Hagel may be the only senior Republican elected official who has publicly criticized McCain’s choice of Governor Sarah Palin as his running mate. “I don’t believe she’s qualified to be President of the United States,” Hagel told me. “The first judgment a potential President makes is who their running mate is—and I don’t think John made a very good selection.” He scoffed at McCain’s attempts to portray her as an experienced politician. “To try to make the excuse that she looks out her window and sees Russia—and that she’s commander of the Alaska National Guard.” He added, “There is no question that this candidate is arguably the thinnest-résumé candidate for Vice-President in the history of America.” Hagel’s criticisms have prompted protests from Republicans, including Senator Orrin Hatch, of Utah, who said in an e-mail statement to me, “Senator Hagel knows that decades of foreign-policy experience in the Senate did not stop countless Democrats and some Republicans from declaring the surge a failure before it started and recommending instead a disastrous policy of withdrawal and retreat in Iraq.”
Hagel also makes an interesting point about the Republicans constantly playing the "it's good to be stupid!" card:
For Hagel, almost as disturbing as Palin’s lack of experience is her willingness—in disparaging remarks about Joe Biden’s long Senate career, for example—to belittle the notion that experience is important. “There’s no question, she knows her market,” Hagel said. “She knows her audience, and she’s going right after them.
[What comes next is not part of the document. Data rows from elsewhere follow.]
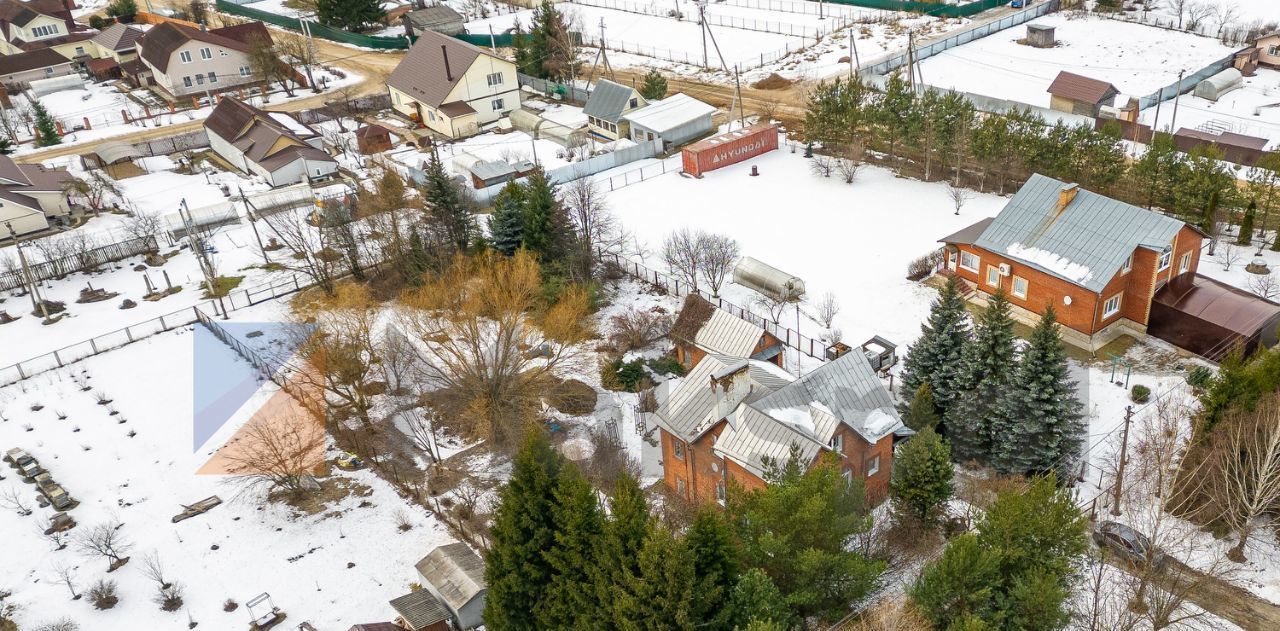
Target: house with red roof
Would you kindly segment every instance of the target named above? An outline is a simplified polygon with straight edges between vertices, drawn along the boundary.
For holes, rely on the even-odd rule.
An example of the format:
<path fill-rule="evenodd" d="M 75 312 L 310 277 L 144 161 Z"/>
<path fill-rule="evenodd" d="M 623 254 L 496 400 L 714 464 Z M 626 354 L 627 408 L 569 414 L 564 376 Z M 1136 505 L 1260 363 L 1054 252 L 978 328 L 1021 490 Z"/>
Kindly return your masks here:
<path fill-rule="evenodd" d="M 261 22 L 210 30 L 164 22 L 138 38 L 141 66 L 126 72 L 169 99 L 260 84 L 263 79 L 249 62 L 249 51 L 259 41 L 271 43 Z"/>

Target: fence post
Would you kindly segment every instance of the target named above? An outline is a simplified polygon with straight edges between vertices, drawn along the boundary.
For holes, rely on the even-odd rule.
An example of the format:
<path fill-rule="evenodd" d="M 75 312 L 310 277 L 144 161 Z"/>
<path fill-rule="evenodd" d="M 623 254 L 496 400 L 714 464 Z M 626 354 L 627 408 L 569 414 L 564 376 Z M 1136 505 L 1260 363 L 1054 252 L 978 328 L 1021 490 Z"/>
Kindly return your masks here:
<path fill-rule="evenodd" d="M 134 341 L 134 339 L 133 339 L 133 331 L 130 331 L 130 330 L 129 330 L 129 327 L 127 327 L 127 326 L 126 326 L 126 327 L 124 327 L 124 336 L 125 336 L 125 337 L 127 337 L 127 338 L 129 338 L 129 342 L 130 342 L 130 343 L 132 343 L 132 342 Z"/>
<path fill-rule="evenodd" d="M 58 362 L 58 368 L 62 368 L 62 357 L 58 355 L 58 351 L 53 351 L 53 360 Z"/>
<path fill-rule="evenodd" d="M 98 354 L 98 343 L 95 342 L 93 338 L 89 338 L 89 348 L 93 349 L 94 355 Z"/>
<path fill-rule="evenodd" d="M 23 372 L 23 371 L 22 371 L 22 364 L 21 364 L 21 363 L 14 364 L 14 365 L 13 365 L 13 367 L 18 369 L 18 376 L 19 376 L 19 377 L 22 377 L 23 379 L 26 379 L 26 378 L 27 378 L 27 373 L 25 373 L 25 372 Z"/>
<path fill-rule="evenodd" d="M 197 319 L 197 320 L 199 320 L 200 318 L 199 318 L 199 317 L 196 317 L 196 319 Z M 160 316 L 160 330 L 161 330 L 161 331 L 168 331 L 168 330 L 169 330 L 169 327 L 168 327 L 167 325 L 165 325 L 165 323 L 164 323 L 164 316 Z"/>

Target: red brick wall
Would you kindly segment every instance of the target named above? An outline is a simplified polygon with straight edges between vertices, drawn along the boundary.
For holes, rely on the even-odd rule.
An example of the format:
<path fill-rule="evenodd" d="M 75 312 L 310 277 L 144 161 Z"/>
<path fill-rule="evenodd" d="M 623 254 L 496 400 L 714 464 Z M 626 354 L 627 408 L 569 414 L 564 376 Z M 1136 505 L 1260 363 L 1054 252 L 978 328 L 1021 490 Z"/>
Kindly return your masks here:
<path fill-rule="evenodd" d="M 760 336 L 760 341 L 757 342 L 756 347 L 751 350 L 751 354 L 755 355 L 756 353 L 759 353 L 771 346 L 782 346 L 782 340 L 779 340 L 777 336 L 766 331 L 764 335 Z M 778 353 L 769 360 L 769 363 L 781 367 L 782 355 L 783 353 Z M 686 344 L 684 342 L 676 343 L 676 361 L 680 362 L 680 365 L 684 366 L 685 370 L 693 370 L 693 367 L 697 366 L 698 362 L 702 361 L 702 358 L 706 356 L 707 353 L 705 351 L 693 344 Z"/>
<path fill-rule="evenodd" d="M 836 429 L 836 434 L 844 441 L 842 453 L 845 458 L 840 463 L 841 469 L 850 470 L 854 477 L 862 478 L 867 485 L 868 506 L 878 506 L 889 496 L 889 479 L 893 471 L 893 436 L 885 436 L 873 445 L 843 423 Z M 874 475 L 867 476 L 871 461 L 877 456 L 880 458 L 879 469 Z"/>
<path fill-rule="evenodd" d="M 724 431 L 725 425 L 726 423 L 721 421 L 696 441 L 684 442 L 683 458 L 677 458 L 675 455 L 675 443 L 681 441 L 666 430 L 661 430 L 662 470 L 667 488 L 678 492 L 680 489 L 679 480 L 684 480 L 684 498 L 686 500 L 695 504 L 716 501 L 716 485 L 725 480 L 725 461 L 716 456 L 712 449 L 715 446 L 715 441 L 720 437 L 720 433 Z M 755 482 L 761 485 L 764 484 L 763 481 L 745 469 L 741 467 L 738 467 L 738 469 L 745 476 L 754 478 Z M 751 482 L 741 478 L 735 479 L 738 479 L 738 482 L 744 486 L 749 485 Z"/>
<path fill-rule="evenodd" d="M 981 258 L 979 270 L 975 273 L 960 267 L 959 255 L 956 257 L 956 274 L 977 285 L 981 291 L 995 293 L 996 290 L 987 284 L 987 266 L 1007 263 L 1011 269 L 1010 275 L 1000 277 L 1000 284 L 1010 303 L 1034 313 L 1044 313 L 1045 305 L 1052 304 L 1058 312 L 1058 322 L 1063 326 L 1086 335 L 1092 335 L 1097 330 L 1094 328 L 1093 314 L 1098 309 L 1098 296 L 1093 292 L 982 248 L 972 245 L 958 247 L 961 251 L 972 252 Z M 1027 279 L 1026 298 L 1013 295 L 1014 276 Z M 1071 296 L 1071 304 L 1063 302 L 1063 296 Z"/>

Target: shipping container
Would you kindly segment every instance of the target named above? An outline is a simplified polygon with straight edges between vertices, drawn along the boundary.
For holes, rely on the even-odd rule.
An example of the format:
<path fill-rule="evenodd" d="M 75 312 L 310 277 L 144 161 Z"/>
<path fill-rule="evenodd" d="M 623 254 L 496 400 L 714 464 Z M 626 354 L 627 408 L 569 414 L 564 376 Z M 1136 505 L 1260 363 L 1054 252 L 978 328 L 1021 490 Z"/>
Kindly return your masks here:
<path fill-rule="evenodd" d="M 685 148 L 684 172 L 702 177 L 707 171 L 737 164 L 778 148 L 778 127 L 758 123 L 712 136 Z"/>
And I’ll tell you why that’s dangerous. It’s dangerous because you don’t want to define down the standards in any institution, ever, in life. You want to always strive to define standards up. If you start defining standards down—‘Well, I don’t have a big education, I don’t have experience’—yes, there’s a point to be made that not all the smartest people come out of Yale or Harvard. But to intentionally define down in some kind of wild populism, that those things don’t count in a complicated, dangerous world—that’s dangerous in itself.